Anyone who is a regular osu! player will be well aware of the troubles I have been experiencing over the last few months keeping the servers online. Daily DDoS attacks have meant constant interruptions across the board, but with the majority focused on Bancho – the server-side component of osu! responsible for multiplayer, chat, user presence and providing osu! with up-to-date player stats and ranking details. I thought it would be interesting (and hopefully beneficial to someone in the future) to write up my experience of combatting such an attack to the best of my ability.
First, let’s go into the knowns of the attack.
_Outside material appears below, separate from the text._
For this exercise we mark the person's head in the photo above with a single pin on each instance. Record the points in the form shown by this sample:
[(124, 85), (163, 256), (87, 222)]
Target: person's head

If you are not familiar with what a DDoS attack is, I highly suggest reading up on them before continuing to read this post. I am expecting a lot of questions asking why I can’t just “block the IPs” of the attacker or similar, and while I will try and answer that, you will probably get better answers reading wikipedia due to the sheer scope of what can be involved in such an attack.
DDoS attacks are regularly used as a way of bringing attention to a specific issue, group, or single user’s demands. They force a service to become aware of whatever the attackers want, holding it at random to an extent. For this reason, it is often the case that the user or group committing the attack will publicly take responsibility for it, and provide proof that it is indeed them performing it, in order to gain recognition.
In this case, even while going out of my way to find out who was responsible for the attacks, it was very unclear until late into the picture. Via relayed IM logs, I was eventually able to get an idea of who was responsible, and what they wanted from us. As I expected, a user had been banned for cheating – in this case over a period of many years – and wanted all of their accounts unbanned. This is obviously a demand which I would never agree on.
The power source
A single user is usually not capable of launching an attack that would take down a service like osu! without another party managing the botnet and/or servers responsible for providing the bandwidth to launch the attack. In this case, the attacker was making use of multiple publicly available “stresser” or “booter” services, which provide a web interface in front of the infrastructure required to launch attacks. This allows an attack to be launched by simply entering a target IP address, port, attack type, length and hitting the “GO” button.
These services usually charge between $3-20 an hour depending on their reliability and strength. They sit under the legal veil of being “stress testers” which are made to be used on servers you own to test how they will stand against an attack. They usually contain no contact information and are very clearly geared towards users with different intentions.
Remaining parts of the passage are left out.